Since the late 1990s, SAS has supplied macros for basic bootstrap and jackknife analyses. This article provides an example that shows how to use the %BOOT and %BOOTCI macros. The %BOOT macro generates a bootstrap distribution and computes basic statistics about the bootstrap distribution, including estimates of bias, standard error, and a confidence interval that is suitable when the sampling distribution is normally distributed. Because bootstrap methods are often used when you do not want to assume a statistic is normally distributed, the %BOOTCI macro supports several additional confidence intervals, such as percentile-based and bias-adjusted intervals.
You can download the macros for free from the SAS Support website. The website includes additional examples, documentation, and a discussion of the capabilities of the macros.
The %BOOT macro uses simple uniform random sampling (with replacement) or balanced bootstrap sampling to generate the bootstrap samples. It then calls a user-supplied %ANALYZE macro to compute the bootstrap distribution of your statistic.
How to install and use the %BOOT and %BOOTCI macros
To use the macros, do the following:
- Download the source file for the macros and save it in a directory that is accessible to SAS. For this example, I saved the source file to C:\Temp\jackboot.sas.
- Define a macro named %ANALYZE that computes the bootstrap statistic from a bootstrap sample. The next section provides an example.
- Call the %BOOT macro. The %BOOT macro creates three primary data sets:
- BootData is a data set view that contains B bootstrap samples of the data. For this example, I use B=5000.
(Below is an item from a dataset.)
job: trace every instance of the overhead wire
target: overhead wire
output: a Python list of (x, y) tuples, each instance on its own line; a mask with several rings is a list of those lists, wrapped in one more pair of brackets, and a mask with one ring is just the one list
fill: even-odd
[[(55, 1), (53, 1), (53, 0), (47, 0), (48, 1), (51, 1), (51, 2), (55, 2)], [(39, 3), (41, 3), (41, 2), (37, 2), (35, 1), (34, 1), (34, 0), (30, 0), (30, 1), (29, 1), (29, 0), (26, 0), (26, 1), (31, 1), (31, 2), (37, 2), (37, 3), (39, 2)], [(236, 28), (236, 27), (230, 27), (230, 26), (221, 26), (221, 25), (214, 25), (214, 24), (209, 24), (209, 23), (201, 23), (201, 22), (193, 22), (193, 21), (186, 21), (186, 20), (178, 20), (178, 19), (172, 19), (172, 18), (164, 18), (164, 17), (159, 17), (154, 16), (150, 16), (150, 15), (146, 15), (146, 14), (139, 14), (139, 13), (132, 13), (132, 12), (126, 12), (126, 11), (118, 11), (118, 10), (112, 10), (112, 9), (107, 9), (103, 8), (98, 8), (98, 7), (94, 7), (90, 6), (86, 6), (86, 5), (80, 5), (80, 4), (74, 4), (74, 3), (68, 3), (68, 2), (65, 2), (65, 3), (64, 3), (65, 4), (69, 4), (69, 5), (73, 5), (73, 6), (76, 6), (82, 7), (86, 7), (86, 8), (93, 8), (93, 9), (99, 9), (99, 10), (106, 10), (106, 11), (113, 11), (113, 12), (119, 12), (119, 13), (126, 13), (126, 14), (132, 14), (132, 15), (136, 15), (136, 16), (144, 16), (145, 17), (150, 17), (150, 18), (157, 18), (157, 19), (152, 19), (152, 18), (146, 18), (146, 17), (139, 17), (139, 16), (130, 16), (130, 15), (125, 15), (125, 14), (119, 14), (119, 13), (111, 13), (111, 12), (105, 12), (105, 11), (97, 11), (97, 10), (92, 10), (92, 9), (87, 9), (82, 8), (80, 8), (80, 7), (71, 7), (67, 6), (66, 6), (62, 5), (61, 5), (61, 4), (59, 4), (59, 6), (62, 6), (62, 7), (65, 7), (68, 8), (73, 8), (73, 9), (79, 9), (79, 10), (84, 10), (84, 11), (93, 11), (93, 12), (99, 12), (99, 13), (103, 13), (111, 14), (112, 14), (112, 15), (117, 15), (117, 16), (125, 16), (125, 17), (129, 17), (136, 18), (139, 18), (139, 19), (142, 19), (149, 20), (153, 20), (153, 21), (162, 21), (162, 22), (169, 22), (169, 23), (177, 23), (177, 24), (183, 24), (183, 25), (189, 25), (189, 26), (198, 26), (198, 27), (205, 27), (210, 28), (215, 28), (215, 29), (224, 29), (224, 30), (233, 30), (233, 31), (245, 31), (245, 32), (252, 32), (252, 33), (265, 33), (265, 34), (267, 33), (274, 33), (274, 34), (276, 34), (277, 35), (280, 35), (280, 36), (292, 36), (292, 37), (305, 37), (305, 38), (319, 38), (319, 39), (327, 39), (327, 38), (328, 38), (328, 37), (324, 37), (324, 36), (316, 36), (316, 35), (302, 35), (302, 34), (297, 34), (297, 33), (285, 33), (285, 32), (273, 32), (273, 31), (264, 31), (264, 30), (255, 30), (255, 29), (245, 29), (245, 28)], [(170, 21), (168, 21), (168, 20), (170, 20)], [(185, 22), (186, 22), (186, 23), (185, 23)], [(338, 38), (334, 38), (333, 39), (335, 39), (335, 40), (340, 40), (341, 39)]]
- BootDist is a data set that contains the bootstrap distribution. It is created when the %BOOT macro internally calls the %ANALYZE macro on the BootData data set.
- BootStat is a data set that contains statistics about the bootstrap distribution. For example, the BootStat data set contains the mean and standard deviation of the bootstrap distribution, among other statistics.
- If you want confidence inervals, use the %BOOTCI macro to compute up to six different interval estimates. The %BOOTCI macro creates a data set named BootCI that contains the statistics that are used to construct the confidence interval. (You can also generate multiple interval estimates by using the %ALLCI macro.)
An example of calling the %BOOT macro
This section shows how to call the %BOOT macro. The example was previously analyzed in an article that shows how to compute a bootstrap percentile confidence interval in SAS. The statistic of interest is the skewness of the SepalWidth variable for 50 iris flowers of the species Iris virginica. The following SAS statements define the sample data and compute the skewness statistic on the original data.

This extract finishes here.